Robbert Welagen, Philippes middagen (I pomeriggi di Philippe), Amsterdam, Nijgh & Van Ditmar, 2008

Dopo dodici anni, Robbert intravede dalla finestra della casa dell’amica Rose-Anne un fantasma del passato: Louise. Improvvisamente gli tornano alla memoria quei pochi giorni in cui la sua strada aveva intersecato quella di Louise e del suo promesso sposo, Philippe. Philippe si era presentato un giorno, su un campo da tennis dove il quindicenne Robbert giocava, solo come sempre, come suo padre, quel padre di cui la madre, un’inglese malinconica ed evanescente, non gli aveva mai parlato. Robbert, Philippe e Louise avevano passato allora due giorni insieme: giorni qualsiasi, eppure in qualche modo speciali - “vita”, non solo “tempo”, come tutto il resto dell’esistenza di Robbert, prima e dopo quell’incontro.
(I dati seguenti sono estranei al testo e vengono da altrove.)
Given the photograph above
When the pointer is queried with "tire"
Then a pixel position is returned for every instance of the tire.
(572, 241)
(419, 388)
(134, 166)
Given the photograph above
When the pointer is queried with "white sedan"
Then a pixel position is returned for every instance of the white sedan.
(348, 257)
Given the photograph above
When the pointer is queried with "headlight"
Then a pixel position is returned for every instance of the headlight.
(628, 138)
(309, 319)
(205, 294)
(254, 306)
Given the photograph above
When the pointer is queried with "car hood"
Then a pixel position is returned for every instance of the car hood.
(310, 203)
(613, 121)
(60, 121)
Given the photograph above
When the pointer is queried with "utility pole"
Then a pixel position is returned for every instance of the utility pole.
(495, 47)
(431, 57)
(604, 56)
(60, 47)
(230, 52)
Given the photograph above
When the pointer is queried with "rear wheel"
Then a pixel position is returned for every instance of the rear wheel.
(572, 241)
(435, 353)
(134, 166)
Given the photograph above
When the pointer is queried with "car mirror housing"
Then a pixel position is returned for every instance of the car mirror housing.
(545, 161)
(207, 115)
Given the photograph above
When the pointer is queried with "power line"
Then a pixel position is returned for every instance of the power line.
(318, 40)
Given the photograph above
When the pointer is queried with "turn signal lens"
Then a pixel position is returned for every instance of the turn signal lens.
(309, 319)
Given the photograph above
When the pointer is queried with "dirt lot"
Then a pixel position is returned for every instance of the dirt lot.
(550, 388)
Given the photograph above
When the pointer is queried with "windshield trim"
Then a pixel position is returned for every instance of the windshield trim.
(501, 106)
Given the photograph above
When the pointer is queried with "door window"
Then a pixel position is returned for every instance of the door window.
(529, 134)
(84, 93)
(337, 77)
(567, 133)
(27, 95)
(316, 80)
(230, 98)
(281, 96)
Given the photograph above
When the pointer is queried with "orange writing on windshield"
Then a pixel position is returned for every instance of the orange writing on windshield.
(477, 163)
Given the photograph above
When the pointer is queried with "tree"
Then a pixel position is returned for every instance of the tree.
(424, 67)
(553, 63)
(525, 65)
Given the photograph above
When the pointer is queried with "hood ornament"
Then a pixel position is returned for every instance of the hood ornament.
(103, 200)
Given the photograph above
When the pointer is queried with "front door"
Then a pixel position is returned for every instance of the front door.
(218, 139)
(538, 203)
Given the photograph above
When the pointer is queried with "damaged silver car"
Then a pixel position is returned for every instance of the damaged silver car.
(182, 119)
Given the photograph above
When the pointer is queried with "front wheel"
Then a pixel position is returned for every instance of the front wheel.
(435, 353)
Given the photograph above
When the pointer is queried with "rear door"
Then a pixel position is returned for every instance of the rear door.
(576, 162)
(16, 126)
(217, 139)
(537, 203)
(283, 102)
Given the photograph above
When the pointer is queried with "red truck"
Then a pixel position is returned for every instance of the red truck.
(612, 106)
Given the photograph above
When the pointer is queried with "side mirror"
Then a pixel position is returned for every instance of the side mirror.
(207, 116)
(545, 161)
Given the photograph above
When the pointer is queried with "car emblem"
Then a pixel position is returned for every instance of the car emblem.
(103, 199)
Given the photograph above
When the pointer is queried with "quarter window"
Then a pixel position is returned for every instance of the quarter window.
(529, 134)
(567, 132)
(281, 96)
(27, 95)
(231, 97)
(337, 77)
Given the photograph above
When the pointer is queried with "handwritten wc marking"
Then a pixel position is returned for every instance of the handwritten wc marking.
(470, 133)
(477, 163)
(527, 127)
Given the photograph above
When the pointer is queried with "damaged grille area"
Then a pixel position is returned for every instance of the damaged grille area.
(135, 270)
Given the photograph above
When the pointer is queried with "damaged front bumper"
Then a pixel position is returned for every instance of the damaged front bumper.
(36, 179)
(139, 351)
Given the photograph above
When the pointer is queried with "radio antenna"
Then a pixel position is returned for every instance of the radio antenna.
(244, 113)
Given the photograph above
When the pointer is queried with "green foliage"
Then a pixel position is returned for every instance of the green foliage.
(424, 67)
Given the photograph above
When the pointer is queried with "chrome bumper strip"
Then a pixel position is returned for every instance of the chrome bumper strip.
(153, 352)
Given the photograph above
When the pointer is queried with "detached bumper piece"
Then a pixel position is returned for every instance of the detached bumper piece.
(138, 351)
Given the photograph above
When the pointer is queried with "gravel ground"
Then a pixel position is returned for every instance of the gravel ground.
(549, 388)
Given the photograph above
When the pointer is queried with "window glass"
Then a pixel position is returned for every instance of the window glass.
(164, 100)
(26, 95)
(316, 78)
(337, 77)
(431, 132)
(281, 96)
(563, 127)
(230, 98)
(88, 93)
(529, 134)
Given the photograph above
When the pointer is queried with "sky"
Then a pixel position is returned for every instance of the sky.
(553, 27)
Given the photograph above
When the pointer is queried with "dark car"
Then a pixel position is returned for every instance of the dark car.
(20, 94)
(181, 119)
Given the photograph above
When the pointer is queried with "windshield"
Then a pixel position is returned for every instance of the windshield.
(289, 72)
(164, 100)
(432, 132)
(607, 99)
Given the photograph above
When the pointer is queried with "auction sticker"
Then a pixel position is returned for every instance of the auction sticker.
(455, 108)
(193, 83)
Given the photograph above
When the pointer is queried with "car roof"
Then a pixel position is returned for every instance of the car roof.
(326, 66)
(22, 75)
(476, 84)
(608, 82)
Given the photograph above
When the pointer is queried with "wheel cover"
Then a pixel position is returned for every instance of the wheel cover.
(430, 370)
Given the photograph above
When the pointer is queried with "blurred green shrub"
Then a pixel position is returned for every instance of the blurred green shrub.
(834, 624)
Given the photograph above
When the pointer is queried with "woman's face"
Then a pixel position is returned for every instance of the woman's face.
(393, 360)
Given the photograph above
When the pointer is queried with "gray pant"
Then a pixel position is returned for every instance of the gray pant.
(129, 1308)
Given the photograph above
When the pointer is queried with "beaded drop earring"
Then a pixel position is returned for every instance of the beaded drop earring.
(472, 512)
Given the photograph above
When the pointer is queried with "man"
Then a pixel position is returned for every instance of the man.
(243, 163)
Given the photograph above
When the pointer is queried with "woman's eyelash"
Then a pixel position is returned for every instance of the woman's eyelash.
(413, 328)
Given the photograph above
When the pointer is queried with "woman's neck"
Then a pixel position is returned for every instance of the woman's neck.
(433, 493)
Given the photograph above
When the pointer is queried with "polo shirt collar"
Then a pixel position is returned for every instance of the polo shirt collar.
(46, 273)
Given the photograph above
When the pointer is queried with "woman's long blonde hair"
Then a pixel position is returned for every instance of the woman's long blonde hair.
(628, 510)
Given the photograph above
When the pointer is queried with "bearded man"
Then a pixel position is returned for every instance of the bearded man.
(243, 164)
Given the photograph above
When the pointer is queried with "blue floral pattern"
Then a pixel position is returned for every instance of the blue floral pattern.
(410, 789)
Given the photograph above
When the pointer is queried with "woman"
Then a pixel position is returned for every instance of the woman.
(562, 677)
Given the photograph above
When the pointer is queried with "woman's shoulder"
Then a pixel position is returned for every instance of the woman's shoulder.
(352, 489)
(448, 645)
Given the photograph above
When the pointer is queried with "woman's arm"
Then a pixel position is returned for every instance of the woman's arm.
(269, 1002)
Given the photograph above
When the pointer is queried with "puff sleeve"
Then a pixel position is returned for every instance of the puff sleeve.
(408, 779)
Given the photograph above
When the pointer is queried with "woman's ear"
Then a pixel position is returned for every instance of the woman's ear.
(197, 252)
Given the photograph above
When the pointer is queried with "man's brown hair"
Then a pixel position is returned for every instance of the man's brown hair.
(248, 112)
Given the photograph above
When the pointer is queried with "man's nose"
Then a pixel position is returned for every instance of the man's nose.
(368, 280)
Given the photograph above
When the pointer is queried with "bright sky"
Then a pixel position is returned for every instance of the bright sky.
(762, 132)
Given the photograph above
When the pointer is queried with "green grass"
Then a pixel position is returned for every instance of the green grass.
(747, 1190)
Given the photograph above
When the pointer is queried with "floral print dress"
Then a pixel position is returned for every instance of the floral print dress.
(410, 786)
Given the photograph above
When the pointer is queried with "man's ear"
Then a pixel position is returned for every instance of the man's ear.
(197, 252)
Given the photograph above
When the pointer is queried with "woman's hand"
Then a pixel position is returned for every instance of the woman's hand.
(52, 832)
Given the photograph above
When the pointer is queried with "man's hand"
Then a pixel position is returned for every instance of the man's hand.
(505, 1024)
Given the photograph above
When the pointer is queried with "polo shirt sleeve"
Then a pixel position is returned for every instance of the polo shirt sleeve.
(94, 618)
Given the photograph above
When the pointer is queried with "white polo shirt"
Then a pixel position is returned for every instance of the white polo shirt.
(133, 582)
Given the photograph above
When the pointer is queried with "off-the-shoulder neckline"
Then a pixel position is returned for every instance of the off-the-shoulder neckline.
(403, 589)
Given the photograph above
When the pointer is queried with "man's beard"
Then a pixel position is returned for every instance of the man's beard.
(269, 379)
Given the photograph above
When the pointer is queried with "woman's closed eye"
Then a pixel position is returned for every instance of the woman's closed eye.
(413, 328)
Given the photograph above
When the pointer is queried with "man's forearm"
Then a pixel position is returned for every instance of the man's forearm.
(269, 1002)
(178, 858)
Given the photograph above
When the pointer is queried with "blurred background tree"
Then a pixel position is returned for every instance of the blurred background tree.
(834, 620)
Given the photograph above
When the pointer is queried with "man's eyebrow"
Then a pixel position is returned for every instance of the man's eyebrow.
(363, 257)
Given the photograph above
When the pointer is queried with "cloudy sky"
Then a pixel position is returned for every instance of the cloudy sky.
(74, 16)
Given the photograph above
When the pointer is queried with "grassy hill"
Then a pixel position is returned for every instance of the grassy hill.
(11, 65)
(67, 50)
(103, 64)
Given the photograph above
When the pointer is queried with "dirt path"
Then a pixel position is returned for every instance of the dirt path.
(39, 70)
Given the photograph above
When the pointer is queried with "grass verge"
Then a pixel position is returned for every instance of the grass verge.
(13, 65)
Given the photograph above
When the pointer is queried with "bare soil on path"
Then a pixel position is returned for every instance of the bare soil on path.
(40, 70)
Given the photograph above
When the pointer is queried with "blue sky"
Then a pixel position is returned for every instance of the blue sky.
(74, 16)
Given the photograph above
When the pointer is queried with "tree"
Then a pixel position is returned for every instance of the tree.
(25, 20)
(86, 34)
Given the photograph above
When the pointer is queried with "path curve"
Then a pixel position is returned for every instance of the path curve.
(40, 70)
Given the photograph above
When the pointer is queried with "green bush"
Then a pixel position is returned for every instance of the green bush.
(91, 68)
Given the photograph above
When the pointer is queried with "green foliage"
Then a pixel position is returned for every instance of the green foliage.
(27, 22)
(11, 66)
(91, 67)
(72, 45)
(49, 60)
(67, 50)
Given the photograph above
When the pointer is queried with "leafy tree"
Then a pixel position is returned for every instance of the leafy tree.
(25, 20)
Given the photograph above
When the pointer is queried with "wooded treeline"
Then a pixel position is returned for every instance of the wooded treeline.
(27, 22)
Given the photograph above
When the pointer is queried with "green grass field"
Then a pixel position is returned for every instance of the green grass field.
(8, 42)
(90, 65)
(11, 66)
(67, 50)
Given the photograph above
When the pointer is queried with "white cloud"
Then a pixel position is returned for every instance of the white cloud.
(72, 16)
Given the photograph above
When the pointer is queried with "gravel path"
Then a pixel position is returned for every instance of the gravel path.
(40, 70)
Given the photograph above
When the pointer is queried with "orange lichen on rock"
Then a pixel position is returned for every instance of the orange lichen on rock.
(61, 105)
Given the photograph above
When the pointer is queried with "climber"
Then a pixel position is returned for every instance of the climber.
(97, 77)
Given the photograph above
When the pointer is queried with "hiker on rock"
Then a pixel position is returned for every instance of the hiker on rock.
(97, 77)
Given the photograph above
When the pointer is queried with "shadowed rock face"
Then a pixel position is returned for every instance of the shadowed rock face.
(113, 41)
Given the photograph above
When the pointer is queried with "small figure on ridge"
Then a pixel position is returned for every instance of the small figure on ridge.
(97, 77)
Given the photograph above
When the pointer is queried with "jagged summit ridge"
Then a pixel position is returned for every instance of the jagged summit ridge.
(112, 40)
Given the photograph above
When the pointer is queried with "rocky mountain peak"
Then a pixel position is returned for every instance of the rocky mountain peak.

Giorni brevi, a cui la morte di Philippe in un incidente stradale aveva messo fine.
Robbert Welagen (1981) conferma la vena già mostrata nel fortunato romanzo d'esordio, Lipari: una scrittura capace di rendere narrativamente un'atmosfera rarefatta e come sospesa, in una sorta di stupito silenzio davanti al vuoto esistenziale.